To understand this process Lynn Matrisian, Ph.D., Ingram Professor of Cancer Research and professor and chair of Cancer Biology, and colleagues have been devising “organotypic” models that mimic lung, bone, breast and intestinal tract tissue. In addition, Matrisian is examining the possibility that small molecule inhibitors of MMPs may be used to prevent metastatic tumor cells from growing.
“We are very excited about the CMB because we now have access to some very special reagents, and most importantly, experts that can help us make these complex model systems and understand the results we get,” Matrisian said.
“One unique aspect of our program is that we go from the disease down to the basic biology/biochemistry — all the way from the human down to the atom,” Hudson said.

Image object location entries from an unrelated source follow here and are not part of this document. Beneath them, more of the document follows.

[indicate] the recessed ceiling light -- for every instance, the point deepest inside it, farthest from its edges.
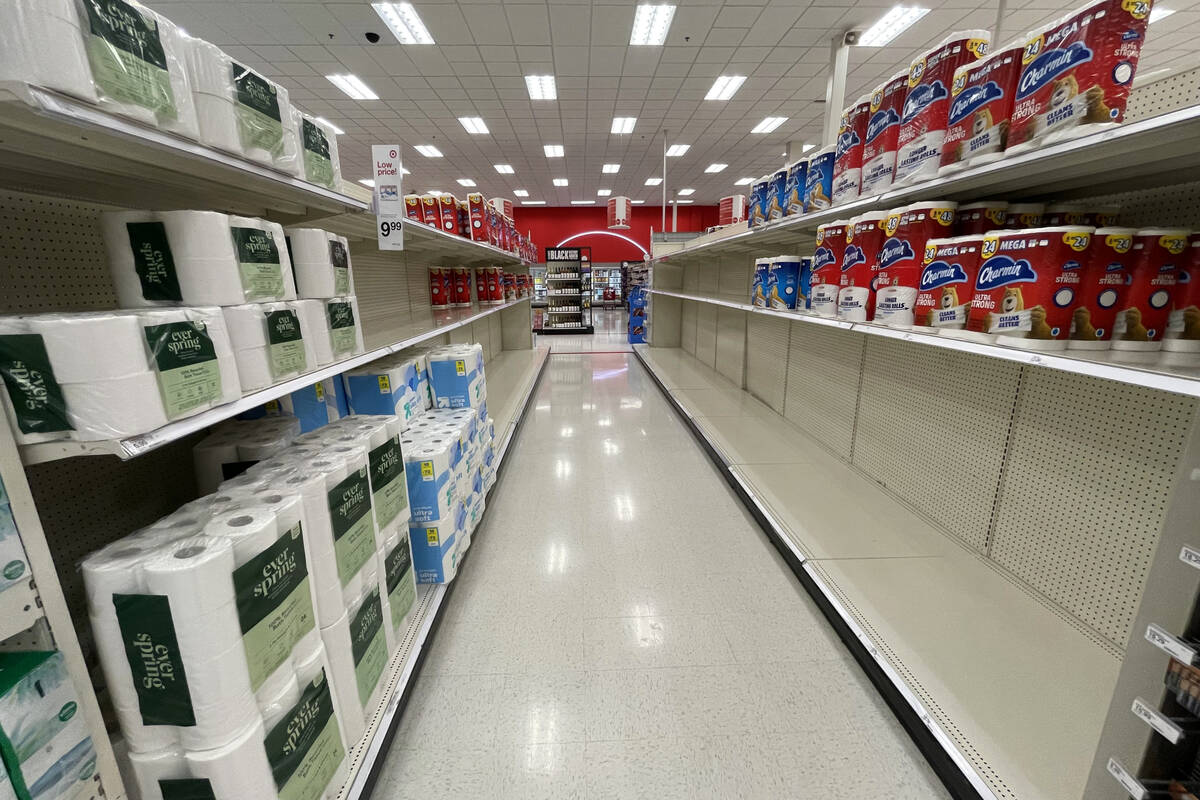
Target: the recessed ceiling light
(541, 86)
(474, 125)
(725, 86)
(403, 22)
(623, 124)
(651, 24)
(891, 25)
(768, 125)
(353, 86)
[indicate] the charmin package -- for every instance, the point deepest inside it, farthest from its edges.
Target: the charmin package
(154, 366)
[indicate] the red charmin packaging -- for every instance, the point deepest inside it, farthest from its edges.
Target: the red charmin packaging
(901, 257)
(1102, 288)
(977, 218)
(947, 282)
(925, 108)
(864, 235)
(847, 161)
(1183, 324)
(441, 288)
(827, 268)
(1158, 254)
(1077, 73)
(1029, 284)
(882, 131)
(981, 102)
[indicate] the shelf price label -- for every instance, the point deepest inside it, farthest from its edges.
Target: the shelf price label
(389, 197)
(1151, 716)
(1170, 644)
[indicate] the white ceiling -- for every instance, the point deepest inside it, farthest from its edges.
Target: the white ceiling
(484, 49)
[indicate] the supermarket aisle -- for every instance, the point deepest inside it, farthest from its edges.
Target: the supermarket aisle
(622, 629)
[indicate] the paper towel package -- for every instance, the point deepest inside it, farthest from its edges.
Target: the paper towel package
(48, 752)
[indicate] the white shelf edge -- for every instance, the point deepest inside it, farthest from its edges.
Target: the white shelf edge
(1147, 378)
(132, 446)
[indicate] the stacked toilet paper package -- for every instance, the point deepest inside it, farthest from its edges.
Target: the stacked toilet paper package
(244, 638)
(132, 61)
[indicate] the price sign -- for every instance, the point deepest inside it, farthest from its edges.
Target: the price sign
(389, 197)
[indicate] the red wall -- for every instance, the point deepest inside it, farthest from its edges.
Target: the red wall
(552, 224)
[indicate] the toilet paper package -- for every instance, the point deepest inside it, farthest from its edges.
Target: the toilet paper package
(1027, 286)
(41, 43)
(882, 132)
(1077, 73)
(1102, 288)
(899, 264)
(321, 262)
(947, 282)
(827, 268)
(819, 180)
(847, 166)
(48, 752)
(924, 118)
(137, 64)
(981, 106)
(856, 294)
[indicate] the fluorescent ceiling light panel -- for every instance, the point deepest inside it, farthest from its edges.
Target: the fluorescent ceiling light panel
(623, 124)
(652, 23)
(353, 86)
(541, 86)
(403, 22)
(891, 25)
(725, 86)
(768, 125)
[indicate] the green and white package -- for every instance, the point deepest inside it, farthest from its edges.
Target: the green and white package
(43, 738)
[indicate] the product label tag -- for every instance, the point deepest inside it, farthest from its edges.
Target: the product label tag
(317, 164)
(305, 747)
(399, 577)
(286, 343)
(349, 511)
(389, 489)
(153, 260)
(126, 55)
(274, 605)
(258, 259)
(153, 653)
(369, 645)
(189, 373)
(35, 395)
(259, 122)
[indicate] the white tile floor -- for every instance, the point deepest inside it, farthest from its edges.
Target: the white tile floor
(624, 630)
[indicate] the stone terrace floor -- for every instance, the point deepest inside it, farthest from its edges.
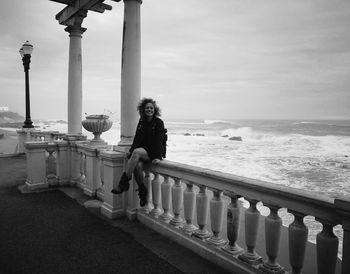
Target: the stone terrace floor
(53, 232)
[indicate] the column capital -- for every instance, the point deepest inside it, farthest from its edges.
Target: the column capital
(140, 1)
(75, 30)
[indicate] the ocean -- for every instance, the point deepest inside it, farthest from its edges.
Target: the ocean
(312, 154)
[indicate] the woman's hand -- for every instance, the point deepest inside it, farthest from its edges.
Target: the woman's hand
(155, 161)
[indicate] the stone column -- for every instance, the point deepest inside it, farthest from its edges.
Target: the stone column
(75, 91)
(36, 165)
(93, 161)
(113, 205)
(63, 163)
(130, 73)
(343, 208)
(23, 136)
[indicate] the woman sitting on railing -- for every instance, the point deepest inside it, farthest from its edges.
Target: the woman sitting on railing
(148, 146)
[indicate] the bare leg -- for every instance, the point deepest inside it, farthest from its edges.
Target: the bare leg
(138, 173)
(132, 165)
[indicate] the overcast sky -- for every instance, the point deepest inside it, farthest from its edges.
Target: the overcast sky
(205, 59)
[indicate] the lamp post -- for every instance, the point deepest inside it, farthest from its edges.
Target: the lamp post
(26, 51)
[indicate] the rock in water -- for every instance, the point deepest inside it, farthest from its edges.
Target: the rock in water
(236, 138)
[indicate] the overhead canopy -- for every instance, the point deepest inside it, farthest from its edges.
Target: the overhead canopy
(76, 7)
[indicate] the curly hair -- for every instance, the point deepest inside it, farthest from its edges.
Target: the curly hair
(142, 105)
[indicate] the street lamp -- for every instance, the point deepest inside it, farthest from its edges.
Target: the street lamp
(26, 51)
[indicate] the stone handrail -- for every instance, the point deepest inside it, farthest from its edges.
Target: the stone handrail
(300, 203)
(200, 208)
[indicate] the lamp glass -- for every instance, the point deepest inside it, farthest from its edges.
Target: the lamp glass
(27, 48)
(21, 52)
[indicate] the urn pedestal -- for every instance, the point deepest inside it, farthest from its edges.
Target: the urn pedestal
(97, 124)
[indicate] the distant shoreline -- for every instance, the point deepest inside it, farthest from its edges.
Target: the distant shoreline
(8, 142)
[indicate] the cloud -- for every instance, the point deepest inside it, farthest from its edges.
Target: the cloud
(199, 58)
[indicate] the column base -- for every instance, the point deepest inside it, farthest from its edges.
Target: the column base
(111, 213)
(233, 249)
(89, 191)
(131, 214)
(166, 217)
(250, 258)
(189, 228)
(202, 234)
(156, 212)
(217, 241)
(177, 221)
(36, 186)
(272, 269)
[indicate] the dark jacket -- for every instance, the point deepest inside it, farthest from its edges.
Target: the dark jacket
(149, 135)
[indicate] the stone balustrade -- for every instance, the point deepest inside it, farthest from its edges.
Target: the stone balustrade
(202, 209)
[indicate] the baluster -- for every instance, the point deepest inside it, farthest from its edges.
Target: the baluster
(166, 200)
(101, 189)
(342, 206)
(273, 225)
(327, 249)
(233, 219)
(189, 206)
(202, 202)
(156, 192)
(177, 198)
(217, 217)
(252, 216)
(297, 242)
(51, 165)
(82, 169)
(148, 183)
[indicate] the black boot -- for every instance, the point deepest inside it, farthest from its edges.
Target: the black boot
(142, 194)
(123, 184)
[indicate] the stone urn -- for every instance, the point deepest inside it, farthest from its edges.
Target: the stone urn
(97, 124)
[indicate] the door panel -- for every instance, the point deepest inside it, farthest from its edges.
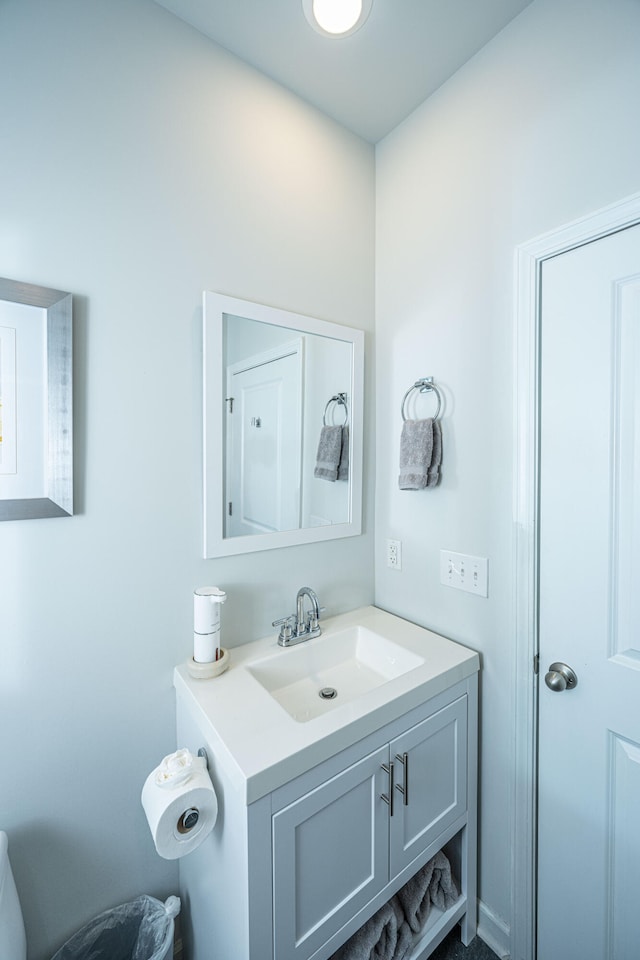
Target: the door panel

Once the basic biology of matrix-associated diseases is ascertained, the next step is to identify new drug targets and develop drugs to combat those diseases. Progress is developing rapidly.
Hudson and colleagues have developed a drug, Pyridorin, which protects against the harmful modification of matrix proteins by glucose that occurs in diabetic kidney disease. The drug was recently approved to enter Phase 3 clinical trials to treat diabetic nephropathy (the thickening that occurs in the kidneys of diabetics).
“Clearly the emphasis is on basic mechanisms of disease and biology,” Hudson said. “But we also know that, at Vanderbilt, if we can do something about it, we will.”